The living wage in Bangladesh is €260 a month apparently.
No, that’s at market exchange rates. A country where GDP per capita is around €1500 a year should be paying a low end worker €3,100 a year before overtime.
At PPP exchange rates they’re saying that somewhere at about $3,300 per capita GDP should be paying $8,700 a year.
They’re just fucking insane these Clean Clothes people.
Entry level garment maker should, before overtime, get 150% of the salary of a high school teacher in the private sector.
Insane.
People in Bangladesh need tickets to the opera too I assume.
I wonder if they realise what happens when you start paying factory workers more than teachers and doctors?
Perhaps we should try it here. Lets start paying manual workers in schools (the janitor and groundsman say) £50-60k/yr and keep teachers on the same salary and see how long before the unions are screaming blue murder. About 1 nanosecond I’d guess.
magnusw>
I also wonder. It seems too obvious to miss. Are they thick as pigshit, or neo-racists who’ve worked out a way of calling for poor countries to lose their medics and schools that is acceptable to Guardian-reading types?
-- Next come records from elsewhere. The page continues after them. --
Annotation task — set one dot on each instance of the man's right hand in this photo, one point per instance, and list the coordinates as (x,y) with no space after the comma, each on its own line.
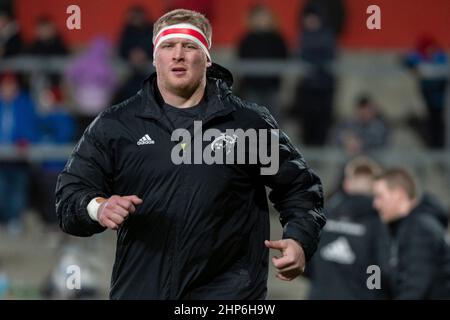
(115,210)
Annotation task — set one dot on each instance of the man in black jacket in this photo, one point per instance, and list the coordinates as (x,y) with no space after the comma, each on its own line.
(189,231)
(352,240)
(419,253)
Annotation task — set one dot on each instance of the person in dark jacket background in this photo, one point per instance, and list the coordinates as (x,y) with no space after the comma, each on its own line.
(351,240)
(188,231)
(419,259)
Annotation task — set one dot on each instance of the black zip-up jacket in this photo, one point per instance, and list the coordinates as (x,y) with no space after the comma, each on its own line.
(200,230)
(353,239)
(420,254)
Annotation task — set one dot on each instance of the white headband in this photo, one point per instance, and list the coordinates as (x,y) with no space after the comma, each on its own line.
(182,30)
“the minimum wage levels fall far below what a person could live on”?
People are actually living on them!
People are actually living on them!
Not those who cannot envision any minimum wage level that doesn’t guarantee a comfortable middle-class standard of living.
That is key.
Jim – can imagine the union for the manual workers sticking up for its members while the other unions want more than that for their members. Unfair they will cry….
Like a teacher retiring in their 50s but the caretaker being forced to carry on to the day before 65tth birthday is fair…
Dave – surely the joos are involved? Somehow, anti-semitism must be the answer?
So, the “unforeseen circumstances” will be doctors and other professionals getting jobs in these garment factories instead.
Or perhaps the factory workers buying properties or being able to afford to live in places that middle-class professionals cannot, thus stoking the sort of seething envy of working class success that these Western liberals would enthusiastically share if it happened in this country.
I’m sure these people have mental processes which automatically shut down any thoughts such as “I wonder what would happen if…” CLANG!! Crimethought!
Theo>
Amazingly enough, the people who subtly blame ‘the jooz’ for everything also hate people of the darker-skinned persuasion, and put the same tactics to work.
“These people are insane”
Incorrect. They are evil.
“So, the “unforeseen circumstances” will be doctors and other professionals getting jobs in these garment factories instead.”
When I lived in Hong Kong 25 years ago my mother-in-law’s amah was a nice Philipinio lady with a degree in electrical engineering.
The chap who hoses the muck out of our local milking parlour is a qualified Filipino vet.
Chris,
Does that tell you about the value of a Filipino veterinarian qualification, or about the lack of profit means they can’t afford an automated milking shed and Filipino’s are cheaper?
I’ve said it before and I’ll say it again: if you are not dying of exposure, thirst or beri-beri you are ipso facto on a living wage.
But looks like they are just taking the high average as “living”. TBH in a place like Bangladesh that’s probably not far from the truth.
If GDP/cap is €1500, we’d surely roughly expect mean labour income per household (larger households than the west) of €3000, wouldn’t we? The main issue is that there are households on a tenth of that, roughly middle-class wage, a spread you just don’t see in the west.